Ask HN: I need help with a career decision - ldlkfc

Dear HN,<p>I am a mid level software engineer and I enjoy my job and working with the team. I've always tried to work hard and help the team in any way I can and never say no to anyone that ask me for help no matter how busy I am. As a result of this I have made great relationship with the team, some juniors would look up to me, and my supervisors would give me good ratings on my performance reviews, on both technical skills and team responsibilities, and they have commented that I'm already working at the senior level, and thank me for my efforts.<p>Things start to change when I have a new supervisor, he dislikes my personality (he thinks I'm quiet, which previous supervisors and team members never had problems with), and thinks I am not committed to the team because of this and other actions of mine that he doesn't like (could be something as little as me not going to the office lunch). We have been through a few talks about this, despite whatever I said, he's not convinced. I feel like he's trying to change me into someone else, and the message I am getting is I won't get a promotion if I don't change, regardless of my abilities. He's actually a friendly person and he's good at what he does and I have respect for that.
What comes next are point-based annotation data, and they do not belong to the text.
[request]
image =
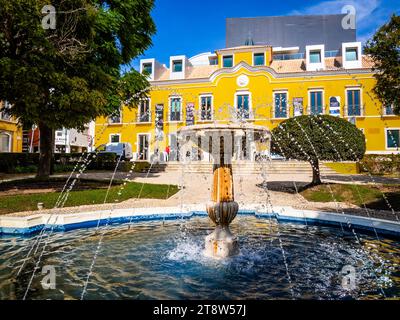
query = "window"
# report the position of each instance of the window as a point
(351, 54)
(259, 59)
(315, 56)
(5, 142)
(116, 118)
(393, 139)
(144, 111)
(148, 68)
(177, 66)
(353, 103)
(175, 109)
(388, 110)
(228, 61)
(213, 61)
(206, 108)
(316, 102)
(115, 138)
(243, 105)
(5, 111)
(281, 105)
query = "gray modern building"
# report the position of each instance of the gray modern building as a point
(289, 31)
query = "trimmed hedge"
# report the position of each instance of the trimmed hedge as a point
(9, 162)
(28, 162)
(381, 164)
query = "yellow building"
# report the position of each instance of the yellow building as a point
(258, 84)
(10, 131)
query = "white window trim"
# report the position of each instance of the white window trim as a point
(314, 66)
(169, 109)
(323, 100)
(150, 113)
(287, 104)
(346, 106)
(117, 123)
(354, 64)
(212, 107)
(384, 112)
(113, 135)
(387, 141)
(10, 140)
(173, 62)
(243, 93)
(137, 144)
(227, 55)
(265, 60)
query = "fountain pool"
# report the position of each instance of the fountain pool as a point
(165, 260)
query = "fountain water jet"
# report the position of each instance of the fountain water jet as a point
(223, 208)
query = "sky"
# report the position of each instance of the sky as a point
(190, 27)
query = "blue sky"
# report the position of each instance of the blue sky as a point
(191, 27)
But it's not working for us because he has a vision of what a good team should behave like, and it was clear to me that he doesn't want a personality like mine in that perfect vision. We don't have the trust that I have with other team mates. And I'll never change any of my team mates. There is also a chance that he won't be my supervisor anymore in a few months time.<p>I have also received a job offer from another company. The offer is already above my current pay, but I'm not sure if it's a good enough offer for me to leave my current  team mates (my friends), and they are the reason that I go to work everyday. I'm not sure if I should give up all that and go to a strange company.<p>So what should I do? Any advice will be appreciated.<p>Thanks.
======
brudgers
I am not sure that the new boss dislikes your personality. Maybe he just sees
a higher ceiling for you and wants to help you get there. Or needs you to get
there.

That said, he currently may no more have the tools to communicate effectively
to you, than you have to act in the way he sees you capable of. Managers learn
on the job by paying the dumbtax, just like everyone else.
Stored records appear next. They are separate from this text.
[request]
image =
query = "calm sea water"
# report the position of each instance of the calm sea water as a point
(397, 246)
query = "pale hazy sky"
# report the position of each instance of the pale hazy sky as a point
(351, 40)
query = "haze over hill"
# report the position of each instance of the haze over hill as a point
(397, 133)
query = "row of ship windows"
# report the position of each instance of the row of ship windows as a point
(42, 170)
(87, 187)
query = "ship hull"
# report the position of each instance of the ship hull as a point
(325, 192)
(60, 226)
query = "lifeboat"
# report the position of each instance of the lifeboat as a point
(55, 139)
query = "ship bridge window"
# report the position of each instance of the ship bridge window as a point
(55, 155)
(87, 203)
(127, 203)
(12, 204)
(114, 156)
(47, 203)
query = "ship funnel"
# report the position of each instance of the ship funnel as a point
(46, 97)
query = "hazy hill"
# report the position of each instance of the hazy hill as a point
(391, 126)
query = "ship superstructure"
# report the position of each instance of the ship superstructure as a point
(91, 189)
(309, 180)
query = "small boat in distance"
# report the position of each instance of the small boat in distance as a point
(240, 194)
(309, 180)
The real choice I see you facing, is one of trusting him to have good intent.
Doing so, however, will require abandoning a hope of convincing him that you
cannot change, and instead listening and asking questions and working on
becoming a better leader...together, he probably needs it too.

Eating together is important in some corporate cultures. It sounds to me like
the new boss may be trying to build a better culture for everyone, not just
for you.

Lastly, taking a risk and putting some trust in the new boss, does not look
like it will cost you much, you've got another job offer now, you can probably
get one again - and maybe that one _will_ be your dream job. Give it a chance,
what have you got to lose?

Good luck.

------
jt2190
Let's review. You say:

    
    
      * great relationship with the team, some juniors would 
        look up to me
      * my supervisors would give me good ratings on my
        performance reviews, on both technical skills and 
        team responsibilities
      * they have commented that I'm already working at 
        the senior level
    

Excellent! You're exhibiting leadership qualities. To continue:

    
    
      * he thinks I'm quiet
      * not committed to the team (i.e. me not going to the 
        office lunch
    

Based on these criticisms, it seems like your new boss sees you as a potential
team leader, and with some work, you could get a promotion.

The career question you must answer for yourself is: Do I want to work on
smaller software projects that I control directly or do I want to work on
larger software projects where I do some of the work but delegate a large
portion to other developers? That is the choice you're making if you decide to
work toward a leadership role. And just like programming requires excellent
technical skills, leadership requires excellent people skills.

------
ceautery
"The offer is already above my current pay,"

Take it. And learn how to talk to people, as that will net you more pay over
your lifetime than any other skill you build. Your current boss understands
that, and is ultimately trying to help you.

Make the job decisions that will net you more pay, and build friendships
outside of the office. If your current teammates are really your friends, they
should still be after you move on to seek more money.

------
deepak-kumar
Change is inevitable. So if you are not liking the environment in your current
job it is always better to move on and focus on improving the skill set rather
than thinking about what your immediate super wiser thinks about you.

As far as your friends/Team mates are concerned they ll remain your friend no
matter which company you work for. All the best.